A model like Claude or ChatGPT can treat Clay as a tool it can call, just like any other external service.
This aligns with MCP’s goal of reducing custom wrappers and letting agents use structured tool knowledge without bespoke connectors.
✅ Lovable
How Lovable uses MCP:
Lovable integrates MCP to connect its AI assistant with external team tools and data sources, letting the AI pull context like tickets, docs, issues, and specs from systems like Notion, Jira, etc., without separate custom integrations.
Specifically:
Lovable has built built-in personal MCP connectors that act like adapters to third-party systems.
When Lovable’s agent needs context—say project specs from Notion—that connector exposes relevant data via MCP to the model.
On paid plans users can also deploy custom MCP servers to hook up any unsupported service.
Why this matters for Lovable users:
It lets the AI generate more accurate prototypes, suggestions, and automation because it’s reading real team context instead of guessing based on training data.
✅ Anthropic
How Anthropic uses MCP:
Anthropic is the originator of the Model Context Protocol — they designed MCP to standardize how AI systems connect to external tools and data sources.
In their products:
MCP is used to let agents like Claude access real-time data and connected services securely, similar to how a developer would use an API.

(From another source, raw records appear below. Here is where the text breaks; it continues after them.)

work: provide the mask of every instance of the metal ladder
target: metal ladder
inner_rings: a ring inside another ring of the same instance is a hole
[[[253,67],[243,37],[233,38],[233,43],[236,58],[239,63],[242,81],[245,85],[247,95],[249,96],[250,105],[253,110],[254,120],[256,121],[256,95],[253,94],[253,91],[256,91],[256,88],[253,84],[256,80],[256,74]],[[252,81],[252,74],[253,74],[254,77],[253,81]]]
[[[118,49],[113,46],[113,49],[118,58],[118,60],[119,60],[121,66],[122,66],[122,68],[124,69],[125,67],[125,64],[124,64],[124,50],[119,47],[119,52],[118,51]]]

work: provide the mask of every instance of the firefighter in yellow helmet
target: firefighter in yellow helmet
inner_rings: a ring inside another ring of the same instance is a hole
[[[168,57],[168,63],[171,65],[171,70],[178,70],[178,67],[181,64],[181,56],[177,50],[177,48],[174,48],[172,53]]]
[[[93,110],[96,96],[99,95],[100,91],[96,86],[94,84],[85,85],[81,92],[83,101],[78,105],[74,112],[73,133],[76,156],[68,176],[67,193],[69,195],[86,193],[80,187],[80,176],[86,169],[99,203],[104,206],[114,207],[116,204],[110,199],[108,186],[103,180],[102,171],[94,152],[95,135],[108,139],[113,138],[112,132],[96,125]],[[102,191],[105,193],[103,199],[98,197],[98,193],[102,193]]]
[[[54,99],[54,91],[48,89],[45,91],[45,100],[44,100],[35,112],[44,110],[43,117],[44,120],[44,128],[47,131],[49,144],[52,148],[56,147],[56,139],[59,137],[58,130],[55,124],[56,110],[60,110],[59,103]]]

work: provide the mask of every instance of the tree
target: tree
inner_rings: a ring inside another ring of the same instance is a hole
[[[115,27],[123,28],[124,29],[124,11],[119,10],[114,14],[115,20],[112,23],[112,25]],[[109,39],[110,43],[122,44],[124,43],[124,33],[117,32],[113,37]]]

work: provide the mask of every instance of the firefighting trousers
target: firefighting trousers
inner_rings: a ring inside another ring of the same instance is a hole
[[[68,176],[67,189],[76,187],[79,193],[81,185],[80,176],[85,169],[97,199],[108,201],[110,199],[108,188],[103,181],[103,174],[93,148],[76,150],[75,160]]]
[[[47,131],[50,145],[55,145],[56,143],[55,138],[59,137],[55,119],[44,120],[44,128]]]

Anthropic’s own reference MCP servers cover things like file systems, enterprise services (Google Drive, Slack, GitHub, etc.).

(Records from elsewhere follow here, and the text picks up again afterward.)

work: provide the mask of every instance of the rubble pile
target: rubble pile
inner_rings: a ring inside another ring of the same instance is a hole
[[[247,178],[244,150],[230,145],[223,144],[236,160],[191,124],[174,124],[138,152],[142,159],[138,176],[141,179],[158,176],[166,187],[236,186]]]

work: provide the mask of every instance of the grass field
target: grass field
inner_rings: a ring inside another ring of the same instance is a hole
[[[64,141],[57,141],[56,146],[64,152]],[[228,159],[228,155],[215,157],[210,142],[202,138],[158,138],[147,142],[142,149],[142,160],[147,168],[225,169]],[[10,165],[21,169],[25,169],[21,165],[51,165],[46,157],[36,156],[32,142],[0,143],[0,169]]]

Latest updates include MCP Apps, which let external tools show interactive UI inside model contexts (not just back-end calls).
Broader ecosystem role:
Anthropic actively donates MCP to the Agentic AI Foundation, helping position it as an open standard that everyone — including direct competitors — can adopt.
✅ OpenAI
How OpenAI uses MCP:
Although OpenAI didn’t create MCP, they have officially adopted it across multiple products — including the ChatGPT desktop app, the Agents SDK, and the Responses API. This means OpenAI’s AI systems can discover and call MCP tools the same way other agent frameworks do.

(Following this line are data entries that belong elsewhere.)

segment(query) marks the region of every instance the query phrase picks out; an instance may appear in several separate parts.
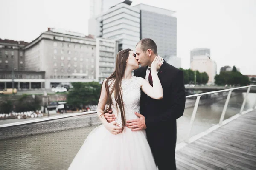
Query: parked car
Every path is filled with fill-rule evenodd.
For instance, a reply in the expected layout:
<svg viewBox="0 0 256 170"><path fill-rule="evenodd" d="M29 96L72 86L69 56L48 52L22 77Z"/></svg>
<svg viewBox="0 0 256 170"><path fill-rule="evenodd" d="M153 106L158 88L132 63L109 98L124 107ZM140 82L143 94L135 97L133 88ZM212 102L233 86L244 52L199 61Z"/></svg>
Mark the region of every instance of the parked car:
<svg viewBox="0 0 256 170"><path fill-rule="evenodd" d="M55 93L58 92L65 92L67 91L67 88L61 87L57 87L55 88L53 88L52 89L52 91Z"/></svg>
<svg viewBox="0 0 256 170"><path fill-rule="evenodd" d="M15 94L16 94L17 93L17 89L16 88L14 88L13 93ZM0 91L0 94L12 94L12 88L5 88L2 91Z"/></svg>

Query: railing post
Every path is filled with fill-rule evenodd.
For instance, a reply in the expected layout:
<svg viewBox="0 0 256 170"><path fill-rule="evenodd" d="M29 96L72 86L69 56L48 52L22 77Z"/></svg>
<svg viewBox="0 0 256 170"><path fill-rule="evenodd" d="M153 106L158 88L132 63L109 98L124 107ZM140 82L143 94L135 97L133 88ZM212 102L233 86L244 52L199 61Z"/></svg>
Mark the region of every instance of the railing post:
<svg viewBox="0 0 256 170"><path fill-rule="evenodd" d="M226 111L227 110L227 105L228 105L228 102L229 102L229 99L230 98L230 96L231 95L232 93L232 90L231 90L229 91L228 94L227 95L227 100L226 100L226 102L225 103L225 105L224 105L224 108L223 108L223 110L222 110L222 113L221 113L221 118L220 119L219 125L220 126L222 125L222 122L223 122L223 119L224 119L224 116L225 116L225 114L226 113Z"/></svg>
<svg viewBox="0 0 256 170"><path fill-rule="evenodd" d="M243 102L243 104L242 104L242 107L241 107L241 109L240 110L240 112L239 113L240 114L242 114L242 112L243 112L243 111L244 111L244 106L245 105L245 102L246 102L247 97L248 96L248 94L249 94L249 92L250 91L250 87L249 87L249 88L248 88L248 89L247 89L247 92L246 92L246 94L245 95L245 97L244 97L244 102Z"/></svg>
<svg viewBox="0 0 256 170"><path fill-rule="evenodd" d="M195 115L196 114L196 111L197 111L197 108L199 104L199 100L200 100L200 97L202 96L198 96L196 98L196 100L195 101L195 107L194 107L194 110L193 110L193 113L191 116L191 119L190 119L190 123L189 124L189 132L188 133L188 136L186 140L186 142L189 143L189 137L190 136L190 133L192 130L192 127L193 127L193 124L194 123L194 121L195 120Z"/></svg>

What this looks like in real use cases:
AI tools inside ChatGPT can connect to remote MCP servers (e.g., HubSpot’s or third-party MCP servers) to fetch data and perform operations.
OpenAI’s involvement in the Agentic AI Foundation alongside Anthropic shows a broader commitment to standard, interoperable agent tooling.
✅ HubSpot
How HubSpot uses MCP:
HubSpot built a Remote MCP Server that exposes CRM data (contacts, interactions, company records, etc.) and actions to AI agents via MCP. They specifically highlight using this to integrate with ChatGPT without requiring local installs or manual configuration.
What each does with MCP
MCP concepts a SaaS GTM leader should understand (no engineering fluff)
1. MCP = agent-native integration
Traditional integrations are app-to-app
MCP integrations are agent-to-capability
The “user” becomes an AI assistant acting on the customer’s behalf
Why this matters to you:
Your product shows up inside ChatGPT / Claude / copilots
You don’t need a custom deal per AI platform
2. MCP servers = capability access points for your SaaS
Think less:
“We integrate with HubSpot”
Think more:
“We expose
create_campaign,analyze_pipeline,enrich_leadas callable capabilities”
Why this matters:
GTM value is in verbs, not features
The better the verbs, the more often agents call you
3. MCP clients = distribution platforms
Whoever controls the MCP client:
Controls user attention
Controls workflow orchestration
Controls upsell and bundling
As GTM:
You should know which platforms are MCP clients
And which verticals they dominate (sales, marketing, dev, ops)
4. MCP collapses the “integration tax”
Historically:
Integrations = long roadmap + heavy PM + slow adoption
With MCP:
One MCP server → many agent platforms
Faster partner launches
Easier co-marketing
That’s a CAC and velocity unlock.
MCP Is Quietly Rewriting GTM Software
At first glance, MCP sounds like another technical standard best left to engineers. That’s a mistake.
MCP is not just a protocol. It’s a shift in how software gets discovered, integrated, and used—and it has direct implications.